Reading Note: Deformable Part-based Fully Convolutional Network for Object Detection

TITLE: Deformable Part-based Fully Convolutional Network for Object Detection

AUTHOR: Taylor Mordan, Nicolas Thome, Matthieu Cord, Gilles Henaff

FROM: arXiv:1707.06175

CONTRIBUTIONS

  1. Deformable Part-based Fully Convolutional Network (DPFCN), an end-to-end model integrating ideas from DPM into region-based deep ConvNets for object detection, is proposed.
  2. A new deformable part-based RoI pooling layer is introduced, which explicitly selects discriminative elements of objects around region proposals by simultaneously optimizing latent displacements of all parts.
  3. Another improvement is the design of a deformation-aware localization module, a specific module exploiting configuration information to refine localization.

METHOD

R-FCN is the work closest to DP-FCN. Both are developed on the basis of Faster-RCNN, in which an RPN is used to generate object proposals and a designed pooling layer is used to extract features for classification and localization. The architecture of DP-FCN is illustrated in the following figure. A Deformable part-based RoI Pooling layer follows a FCN network. Then two branches predict category and location respectively.
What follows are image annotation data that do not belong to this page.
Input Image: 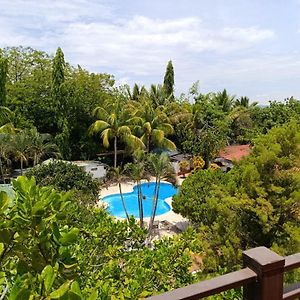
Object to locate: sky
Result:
[0,0,300,104]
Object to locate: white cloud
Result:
[0,0,286,103]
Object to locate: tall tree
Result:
[52,48,70,158]
[89,99,145,168]
[129,101,176,152]
[110,166,129,222]
[0,56,8,106]
[149,153,176,238]
[163,60,174,100]
[52,48,65,112]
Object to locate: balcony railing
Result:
[147,247,300,300]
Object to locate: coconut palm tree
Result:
[0,106,16,133]
[89,100,145,168]
[11,131,31,175]
[149,153,176,237]
[213,89,235,112]
[234,96,258,108]
[27,128,61,166]
[0,134,12,183]
[128,101,176,152]
[125,83,148,101]
[109,166,129,222]
[125,150,149,227]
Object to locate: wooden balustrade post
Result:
[243,247,285,300]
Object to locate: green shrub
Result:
[26,161,99,197]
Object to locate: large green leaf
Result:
[50,281,71,299]
[59,228,79,246]
[41,265,56,294]
[0,191,10,213]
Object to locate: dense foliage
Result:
[0,177,204,299]
[0,47,300,299]
[26,160,99,196]
[173,122,300,265]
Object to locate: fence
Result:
[147,247,300,300]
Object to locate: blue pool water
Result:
[103,182,177,218]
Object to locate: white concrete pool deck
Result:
[99,178,187,227]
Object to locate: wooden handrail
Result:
[284,253,300,272]
[148,268,257,300]
[282,282,300,300]
[147,247,300,300]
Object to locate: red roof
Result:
[218,145,251,161]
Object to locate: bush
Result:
[26,161,99,198]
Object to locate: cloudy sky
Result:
[0,0,300,103]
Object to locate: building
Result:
[214,144,251,172]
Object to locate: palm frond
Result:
[89,120,110,134]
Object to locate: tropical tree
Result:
[109,166,129,222]
[28,128,61,166]
[125,83,148,101]
[52,48,71,158]
[89,100,145,168]
[213,89,235,113]
[0,54,8,106]
[0,134,12,183]
[128,101,176,152]
[126,150,149,227]
[163,60,174,100]
[234,96,258,108]
[148,84,173,108]
[11,131,31,175]
[182,95,230,169]
[149,153,176,238]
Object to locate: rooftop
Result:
[218,145,251,161]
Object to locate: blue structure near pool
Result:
[103,182,177,218]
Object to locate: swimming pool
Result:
[103,182,177,218]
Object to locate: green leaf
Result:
[69,281,83,300]
[50,281,71,299]
[0,229,11,244]
[87,290,98,300]
[59,228,79,246]
[42,265,56,294]
[0,191,10,212]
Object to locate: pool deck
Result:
[99,178,187,227]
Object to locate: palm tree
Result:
[28,128,61,166]
[235,96,258,108]
[125,83,148,101]
[148,84,174,108]
[0,106,16,133]
[11,131,31,175]
[213,89,235,112]
[89,100,145,168]
[149,153,176,237]
[0,134,11,183]
[110,166,129,222]
[129,101,176,152]
[125,150,149,227]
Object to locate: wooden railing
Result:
[147,247,300,300]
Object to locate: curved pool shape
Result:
[103,182,177,218]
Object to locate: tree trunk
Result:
[137,181,144,227]
[21,157,23,176]
[147,134,150,153]
[119,182,129,222]
[203,155,209,170]
[139,182,144,226]
[114,136,117,168]
[0,158,5,183]
[33,153,37,167]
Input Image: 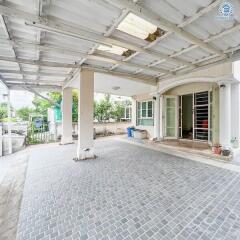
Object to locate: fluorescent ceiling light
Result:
[97,45,127,55]
[117,13,157,39]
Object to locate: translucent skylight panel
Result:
[97,45,127,55]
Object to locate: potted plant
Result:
[212,144,222,155]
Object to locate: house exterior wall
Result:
[132,93,154,139]
[132,62,235,144]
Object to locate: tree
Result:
[72,90,78,122]
[32,96,51,116]
[94,94,113,122]
[16,107,34,121]
[0,103,8,120]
The output of the backbone FCN is similar to that in R-FCN. It has $ k^2(C+1) $ channels corresponding to $ k \times k $ parts and $ C $ categories and background.

DP-FCN

Deformable part-based RoI pooling

For each input channel, just like what has been done in DPM, a transformation is carried out to spread high responses to nearby locations, taking into account the deformation costs.

Deformable part-based RoI pooling

In my understanding, the output of RPN works like the root filter in DPM. Then the region proposal is evenly divided into $ k \times k $ sub-regions. Then these sub-regions will displace taking deformation into account. Displacement computed during the forward pass are stored and used to backpropagate gradients at the same locations.

Classification and localization predictions with deformable parts

Predictions are performed with two sibling branches for classification and relocalization of region proposals as is common practice. The classification branch is simply composed of an average pooling followed by a SoftMax layer.

Deformation-aware localization refinement

As for location prediction, every part has 4 elements to be predicted. In addition to that, the displacement is sent to two fully connected layers and is then element-wise multiplied with the first values to yield the final localization output for this class.